I font più famosi usati dai Graphic Designer | Iprov

I font più famosi usati dai Graphic Designer

I font più famosi usati dai Graphic Designer

“Per progettare un font bisogna pensare alla funzionalità.
Fare dei bei disegni non basta”
James Todd

La scelta del Font è molto importante nella comunicazione.
Ci sono caratteri che hanno fatto la storia.

Il font è la personalità del tuo brand

Scegliere un font significa scegliere un’identità, la personalità di un business.
Non ci sono font giusti e font sbagliati, piuttosto caratteri adeguati o non adeguati, a un’azienda e a un progetto.

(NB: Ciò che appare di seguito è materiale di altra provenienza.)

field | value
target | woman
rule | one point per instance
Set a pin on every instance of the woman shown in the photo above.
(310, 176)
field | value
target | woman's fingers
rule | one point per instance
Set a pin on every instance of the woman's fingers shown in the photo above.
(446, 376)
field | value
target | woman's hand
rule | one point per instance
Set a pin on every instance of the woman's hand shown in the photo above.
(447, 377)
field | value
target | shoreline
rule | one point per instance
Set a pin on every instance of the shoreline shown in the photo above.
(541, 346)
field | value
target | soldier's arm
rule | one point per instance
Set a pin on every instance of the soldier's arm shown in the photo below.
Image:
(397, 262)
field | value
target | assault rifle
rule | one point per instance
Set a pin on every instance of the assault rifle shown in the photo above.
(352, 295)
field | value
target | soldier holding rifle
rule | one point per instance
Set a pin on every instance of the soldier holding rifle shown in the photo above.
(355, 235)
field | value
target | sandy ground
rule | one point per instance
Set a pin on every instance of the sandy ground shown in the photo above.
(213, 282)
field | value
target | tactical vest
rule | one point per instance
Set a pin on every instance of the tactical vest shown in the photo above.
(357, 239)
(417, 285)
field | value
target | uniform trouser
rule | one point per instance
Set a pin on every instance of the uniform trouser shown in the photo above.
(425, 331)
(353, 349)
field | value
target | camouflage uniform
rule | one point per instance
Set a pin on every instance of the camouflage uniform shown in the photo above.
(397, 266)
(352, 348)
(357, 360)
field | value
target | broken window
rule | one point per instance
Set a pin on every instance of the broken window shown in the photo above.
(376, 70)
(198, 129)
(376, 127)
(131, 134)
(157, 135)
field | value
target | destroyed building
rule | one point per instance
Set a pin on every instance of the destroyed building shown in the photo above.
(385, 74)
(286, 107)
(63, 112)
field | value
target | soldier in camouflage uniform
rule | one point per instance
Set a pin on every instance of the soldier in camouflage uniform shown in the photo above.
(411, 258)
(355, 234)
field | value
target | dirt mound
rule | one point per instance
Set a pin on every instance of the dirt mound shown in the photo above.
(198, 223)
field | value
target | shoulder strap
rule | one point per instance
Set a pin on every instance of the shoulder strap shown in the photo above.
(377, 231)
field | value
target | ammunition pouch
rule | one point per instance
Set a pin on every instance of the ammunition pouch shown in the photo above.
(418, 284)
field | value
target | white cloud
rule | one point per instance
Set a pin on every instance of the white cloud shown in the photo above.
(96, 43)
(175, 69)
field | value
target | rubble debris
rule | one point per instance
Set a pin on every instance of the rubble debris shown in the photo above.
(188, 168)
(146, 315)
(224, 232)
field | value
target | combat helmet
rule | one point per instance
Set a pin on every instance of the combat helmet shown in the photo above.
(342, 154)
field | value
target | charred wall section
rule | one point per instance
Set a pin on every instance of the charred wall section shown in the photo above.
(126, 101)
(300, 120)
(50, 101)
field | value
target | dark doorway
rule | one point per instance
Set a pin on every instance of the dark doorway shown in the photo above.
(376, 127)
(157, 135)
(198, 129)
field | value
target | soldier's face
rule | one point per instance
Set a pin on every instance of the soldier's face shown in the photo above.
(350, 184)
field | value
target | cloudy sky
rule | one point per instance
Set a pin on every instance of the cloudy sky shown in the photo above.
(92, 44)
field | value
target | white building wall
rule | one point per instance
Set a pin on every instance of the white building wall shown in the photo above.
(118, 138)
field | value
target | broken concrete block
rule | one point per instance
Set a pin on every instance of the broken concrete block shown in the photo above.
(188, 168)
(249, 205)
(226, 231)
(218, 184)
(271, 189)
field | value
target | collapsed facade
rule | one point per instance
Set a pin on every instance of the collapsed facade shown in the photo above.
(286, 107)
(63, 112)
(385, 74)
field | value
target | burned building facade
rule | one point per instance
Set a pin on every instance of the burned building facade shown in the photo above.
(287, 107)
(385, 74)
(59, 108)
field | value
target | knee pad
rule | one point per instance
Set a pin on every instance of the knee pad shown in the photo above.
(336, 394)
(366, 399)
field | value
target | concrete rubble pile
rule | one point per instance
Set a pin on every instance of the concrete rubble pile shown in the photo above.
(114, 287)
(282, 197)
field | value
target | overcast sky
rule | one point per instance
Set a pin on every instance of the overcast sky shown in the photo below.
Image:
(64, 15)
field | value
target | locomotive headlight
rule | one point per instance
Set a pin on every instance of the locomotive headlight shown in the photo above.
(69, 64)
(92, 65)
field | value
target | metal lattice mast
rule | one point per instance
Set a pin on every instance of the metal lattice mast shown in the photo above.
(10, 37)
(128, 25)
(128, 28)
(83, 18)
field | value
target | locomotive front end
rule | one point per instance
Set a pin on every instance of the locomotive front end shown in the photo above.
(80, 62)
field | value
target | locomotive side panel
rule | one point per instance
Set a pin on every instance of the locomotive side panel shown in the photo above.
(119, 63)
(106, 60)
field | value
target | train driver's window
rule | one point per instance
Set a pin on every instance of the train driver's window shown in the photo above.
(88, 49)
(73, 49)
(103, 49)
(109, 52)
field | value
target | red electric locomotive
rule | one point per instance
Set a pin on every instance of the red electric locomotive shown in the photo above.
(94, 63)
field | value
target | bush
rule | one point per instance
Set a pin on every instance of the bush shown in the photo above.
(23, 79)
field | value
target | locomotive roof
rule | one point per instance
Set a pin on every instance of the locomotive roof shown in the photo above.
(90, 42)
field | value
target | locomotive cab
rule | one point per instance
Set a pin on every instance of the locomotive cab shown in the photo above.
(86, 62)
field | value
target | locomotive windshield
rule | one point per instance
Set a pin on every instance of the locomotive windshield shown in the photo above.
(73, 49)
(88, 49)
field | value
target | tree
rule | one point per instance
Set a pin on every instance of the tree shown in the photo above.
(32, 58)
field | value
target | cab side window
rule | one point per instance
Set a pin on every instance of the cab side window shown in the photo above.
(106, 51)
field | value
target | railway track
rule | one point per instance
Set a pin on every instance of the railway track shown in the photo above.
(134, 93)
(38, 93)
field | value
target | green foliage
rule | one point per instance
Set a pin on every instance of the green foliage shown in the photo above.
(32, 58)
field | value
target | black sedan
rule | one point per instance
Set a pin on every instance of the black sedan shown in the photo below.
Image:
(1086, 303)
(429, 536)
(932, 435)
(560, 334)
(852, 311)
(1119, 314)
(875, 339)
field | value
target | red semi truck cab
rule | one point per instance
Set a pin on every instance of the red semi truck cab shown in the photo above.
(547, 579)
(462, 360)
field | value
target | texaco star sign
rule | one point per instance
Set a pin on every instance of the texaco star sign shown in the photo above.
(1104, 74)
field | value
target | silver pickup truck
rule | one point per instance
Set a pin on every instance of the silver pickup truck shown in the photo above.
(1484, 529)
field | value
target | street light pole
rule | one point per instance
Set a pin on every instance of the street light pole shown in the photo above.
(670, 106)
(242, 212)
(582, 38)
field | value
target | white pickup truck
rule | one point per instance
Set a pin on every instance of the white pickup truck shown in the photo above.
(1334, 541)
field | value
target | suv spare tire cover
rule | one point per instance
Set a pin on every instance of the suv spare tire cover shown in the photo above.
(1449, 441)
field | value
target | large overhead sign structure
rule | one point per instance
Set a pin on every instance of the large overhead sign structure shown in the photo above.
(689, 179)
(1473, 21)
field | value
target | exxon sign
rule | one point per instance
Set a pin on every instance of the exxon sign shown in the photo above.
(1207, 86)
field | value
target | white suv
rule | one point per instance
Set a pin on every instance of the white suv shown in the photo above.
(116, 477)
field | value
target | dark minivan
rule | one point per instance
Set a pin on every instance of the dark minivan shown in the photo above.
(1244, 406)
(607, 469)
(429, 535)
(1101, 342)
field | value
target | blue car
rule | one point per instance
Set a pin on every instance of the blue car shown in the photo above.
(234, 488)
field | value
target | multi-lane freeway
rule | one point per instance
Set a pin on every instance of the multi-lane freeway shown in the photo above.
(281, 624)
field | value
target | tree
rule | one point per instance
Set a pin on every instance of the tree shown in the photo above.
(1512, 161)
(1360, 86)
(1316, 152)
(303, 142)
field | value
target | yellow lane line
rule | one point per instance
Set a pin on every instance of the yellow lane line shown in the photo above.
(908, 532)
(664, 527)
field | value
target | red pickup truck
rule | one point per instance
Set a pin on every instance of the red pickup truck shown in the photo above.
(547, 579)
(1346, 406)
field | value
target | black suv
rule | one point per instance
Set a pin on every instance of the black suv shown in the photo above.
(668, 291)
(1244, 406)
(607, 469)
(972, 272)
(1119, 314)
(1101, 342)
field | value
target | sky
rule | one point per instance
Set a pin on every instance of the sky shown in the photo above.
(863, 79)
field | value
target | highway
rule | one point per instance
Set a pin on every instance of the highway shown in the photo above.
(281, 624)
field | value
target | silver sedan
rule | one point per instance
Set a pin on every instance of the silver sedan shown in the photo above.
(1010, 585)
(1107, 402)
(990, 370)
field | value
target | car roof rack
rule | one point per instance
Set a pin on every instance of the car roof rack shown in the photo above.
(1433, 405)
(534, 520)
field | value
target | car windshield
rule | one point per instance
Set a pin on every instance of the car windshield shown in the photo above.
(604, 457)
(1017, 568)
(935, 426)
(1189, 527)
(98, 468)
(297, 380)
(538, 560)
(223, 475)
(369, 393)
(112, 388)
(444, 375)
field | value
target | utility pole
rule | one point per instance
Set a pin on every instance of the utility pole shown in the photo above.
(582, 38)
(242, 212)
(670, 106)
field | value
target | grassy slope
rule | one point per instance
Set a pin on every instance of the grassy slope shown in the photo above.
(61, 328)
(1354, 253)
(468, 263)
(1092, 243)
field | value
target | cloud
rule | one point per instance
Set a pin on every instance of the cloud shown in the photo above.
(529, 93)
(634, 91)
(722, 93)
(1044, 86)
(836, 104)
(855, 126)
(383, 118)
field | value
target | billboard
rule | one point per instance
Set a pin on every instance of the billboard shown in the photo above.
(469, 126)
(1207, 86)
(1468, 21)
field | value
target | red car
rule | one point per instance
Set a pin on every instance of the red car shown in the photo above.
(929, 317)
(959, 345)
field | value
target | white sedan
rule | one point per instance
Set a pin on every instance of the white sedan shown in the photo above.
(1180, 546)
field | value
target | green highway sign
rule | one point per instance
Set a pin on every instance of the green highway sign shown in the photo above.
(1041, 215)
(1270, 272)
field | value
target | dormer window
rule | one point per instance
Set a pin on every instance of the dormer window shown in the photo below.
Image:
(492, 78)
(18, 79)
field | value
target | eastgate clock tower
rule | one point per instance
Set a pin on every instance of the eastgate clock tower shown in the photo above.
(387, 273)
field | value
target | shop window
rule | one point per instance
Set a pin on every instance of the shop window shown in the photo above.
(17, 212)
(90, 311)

I font spesso sono la chiave per disegnare un logo di successo: ci sono ad esempio loghi indimenticabili anche grazie ai font scelti dai designer, basti pensare al logo Coca-Cola con un lettering che dà identità al brand.

Font per loghi e Siti Web

E’ il font a raccontare la storia del nostro logo, ancor prima delle parole e dei colori. La scelta di un carattere inadeguato, potrebbe rovinarne la grafica.
Lo stesso vale per i siti web: ogni portale ha bisogno di un carattere adatto e ben leggibile, elemento vitale per creare un’identità di marca.


Font e Web Designer

Quale font scegliere per il proprio logo o per migliorare il nostro sito web?
Quali sono i font che hanno un posto speciale nel cuore dei Web Designer?

– Comic Sans (1995)

Il font più criticato in assoluto.
Comic Sans è stato pensato da Vincent Connare per dar voce a un piccolo cane, Rover: un assistente virtuale del software Microsoft Bob.
Un font giocoso, dallo stile infantile. Inserito poi in Windows 95, da qui la sua diffusione e fama, non sempre positiva.

– Helvetica (1957)

Helvetica è un font neutrale e professionale, essenziale e semplice da leggere, che accomuna Coca-Cola, Lufthansa, Harley Davidson, la segnaletica del 1989 di New York, la grafica digitale di Macintosh dell’84.
E’ uno dei font più utilizzati nel graphic design e in pubblicità.

– Bodoni (1798)

Un carattere perfetto per titoli e loghi, dai tratti sottili, contrasti forti e una costruzione geometrica, grande eleganza per un font riconoscibile.
Orgoglio del Made in Italy, progettato da Gian Battista Bodoni a fine ‘700, è tra i font più usati nell’editoria per la sua regolarità e nitidezza.
Bodoni è stato scelto anche da marchi importanti, tra cui Valentino, Vogue e Lancia.

– Garamond (1530)

Un font aggraziato, dall’eccellente leggibilità ed eleganza, tanto da renderlo perfetto per il design.
Garamond, che rappresenta non un singolo font, ma una famiglia di caratteri, è molto usato nelle riviste, siti web, libri e testi lunghi.
Prende il nome dal suo disegnatore, Claude Garamond, uno stampatore di Parigi.

– Didot (1799)

Didot è stato il protagonista della rivista Vogue negli anni ’50, un font scelto anche da Armani, Guess, Yves Saint-Lauren, Dior, Hilton.
Simile al Bodoni, si differenzia per un disegno più affusolato e un maggior contrasto. Il carattere è stato creato da Firmin Didot, figlio di stampatori francesi, alla fine del ‘700.

– Futura (1927)

Un font proiettato, ovviamente, verso il futuro.
La targa degli astronauti dell’Apollo 11, lasciata sulla luna dopo il primo allunaggio del 1969, era scritta proprio con questo carattere.
Così come l’introduzione del film di Kubrick “2001: Odissea nello spazio”.
Un font moderno, basato sulle classiche forme geometriche: cerchio, quadrato, rettangolo. Carattere immortale, tra i preferiti dai grafici.

– Frutiger (1973)

Adrian Frutiger progetta questo carattere per la segnaletica dell’aeroporto Charles de Gaulle di Parigi.
Un font chiaro, riconoscibile e leggibile da varie angolazioni e distanze, perfetto per cartelli, indicazioni e segnaletica.

– Gotham (2000)

Yes We Can, Hope, Change: i manifesti di Obama, durante le elezioni presidenziali americane del 2008, sono stati tutti scritti con il font Gotham.
Un carattere fresco e geometrico, dalle linee decise e nette, una grande novità nel mondo della tipografia e del graphic design.

– Lato (2010)

Lato, in polacco, significa estate. Un carattere moderno, pulito, elegante e caldo. E’ tra i font più scaricati su Google.
Creato da Lukasz Dziedzic su commissione di una Banca che lo ritenne però troppo costoso, da lì, l’idea di offrirlo gratuitamente al grande Motore di ricerca.